Dopo anni di vero e proprio sfruttamento, gli episodi portati all’attenzione del pubblico grazie al costante lavoro di denuncia della FLAI-CGIL si sono dimostrati di una tale gravità da far parlare di “nuovo caporalato”. Si parla di turni di lavoro di 12–13 ore, con mezz’ora di pausa talvolta da recuperare nella stessa giornata di lavoro; minacce e sospensioni dal lavoro per chi si allontana dal nastro che trasporta i pezzi di carne da lavorare, anche solo per andare in bagno; licenziamento per chi si oppone alle indegne condizioni di lavoro, magari con l’appoggio di un sindacato.

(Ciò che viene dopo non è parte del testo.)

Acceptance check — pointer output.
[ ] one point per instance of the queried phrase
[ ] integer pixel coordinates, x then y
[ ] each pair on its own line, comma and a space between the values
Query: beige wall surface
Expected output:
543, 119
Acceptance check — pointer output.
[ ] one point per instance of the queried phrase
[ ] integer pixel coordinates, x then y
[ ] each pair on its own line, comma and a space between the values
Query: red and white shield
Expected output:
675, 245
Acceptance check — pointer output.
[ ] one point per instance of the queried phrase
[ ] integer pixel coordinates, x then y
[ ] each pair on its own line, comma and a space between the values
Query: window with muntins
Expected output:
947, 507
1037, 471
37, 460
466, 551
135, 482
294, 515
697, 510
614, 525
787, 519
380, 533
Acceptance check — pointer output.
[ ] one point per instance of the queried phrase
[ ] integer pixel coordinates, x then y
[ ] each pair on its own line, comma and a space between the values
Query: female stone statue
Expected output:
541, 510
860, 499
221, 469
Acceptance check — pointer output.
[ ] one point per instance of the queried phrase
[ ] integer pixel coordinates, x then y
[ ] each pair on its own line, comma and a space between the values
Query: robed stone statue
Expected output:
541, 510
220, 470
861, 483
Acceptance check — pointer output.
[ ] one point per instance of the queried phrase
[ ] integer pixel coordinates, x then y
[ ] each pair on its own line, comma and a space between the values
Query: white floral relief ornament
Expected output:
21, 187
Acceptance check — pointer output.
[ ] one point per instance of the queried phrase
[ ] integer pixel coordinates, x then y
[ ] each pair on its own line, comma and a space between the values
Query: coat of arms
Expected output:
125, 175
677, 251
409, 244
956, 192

I lavoratori delle cooperative sono tutti stranieri, ghanesi, albanesi e cinesi; alcuni non parlano italiano, ma tutti sono accomunati dalla necessità di lavorare per mantenere la propria famiglia e, per alcuni, ottenere il rinnovo del permesso di soggiorno per motivi lavorativi. Questo ha consentito ai caporali di sfruttare il proprio potere di ricatto nei confronti dei lavoratori, alcuni dei quali sono ancora oggi disposti a proseguire il proprio lavoro in condizioni di sfruttamento: questo porta a situazioni di attrito fra chi continua l’attività nello stabilimento e chi ha deciso di opporsi a questo sistema.
Non è sufficiente tuttavia parlare degli episodi di sfruttamento sul luogo di lavoro. Un nodo centrale di questa vicenda è la presenza delle cooperative appaltatrici, diffusa in tutto il “distretto delle carni”: si tratta di cooperative spurie, cioè prive delle caratteristiche tipiche di una cooperativa (come il mutualismo e le forme di individuazione democratica delle cariche sociali). I lavoratori che prestano la propria attività in tali aziende tramite contratto d’appalto sono soci della cooperativa, ma non conoscono il presidente della cooperativa, né sono invitati alle assemblee sociali. È accaduto che uno dei soci lavoratori di una cooperativa fosse, a sua insaputa, il presidente della cooperativa stessa; in un altro caso un socio lavoratore è stato obbligato ad assumere l’incarico di presidente per ottenere il posto di lavoro.
L’impiego della forma della cooperativa spuria è “utile” a questo sistema (perché di sistema si tratta) per diversi motivi. In primo luogo, a fronte di un costo medio di 25€/ora per un dipendente diretto dell’azienda, il lavoratore della cooperativa costa attorno ai 13,5€/ora, ad esempio grazie all’applicazione del CCNL del facchinaggio e, talora, alla rinuncia espressa di diritti quali le ferie pagate.
A questo si aggiunge il fatto che, delle ore effettive di lavoro, solo otto vengono retribuite come tali ai lavoratori: le restanti possono comparire in busta paga sotto forma di “rimborsi” o “trasferte”, in modo da ridurre la base imponibile (in altri casi ci si avvale di doppi bonifici, per separare la retribuzione dichiarata dal nero). Più volte in passato si è verificato che, in fase di accertamento delle irregolarità nel versamento delle tasse e dei contributi, le cooperative abbiano dichiarato fallimento, facendo ricadere sui soci lavoratori il peso delle cartelle esattoriali inviate al termine degli accertamenti.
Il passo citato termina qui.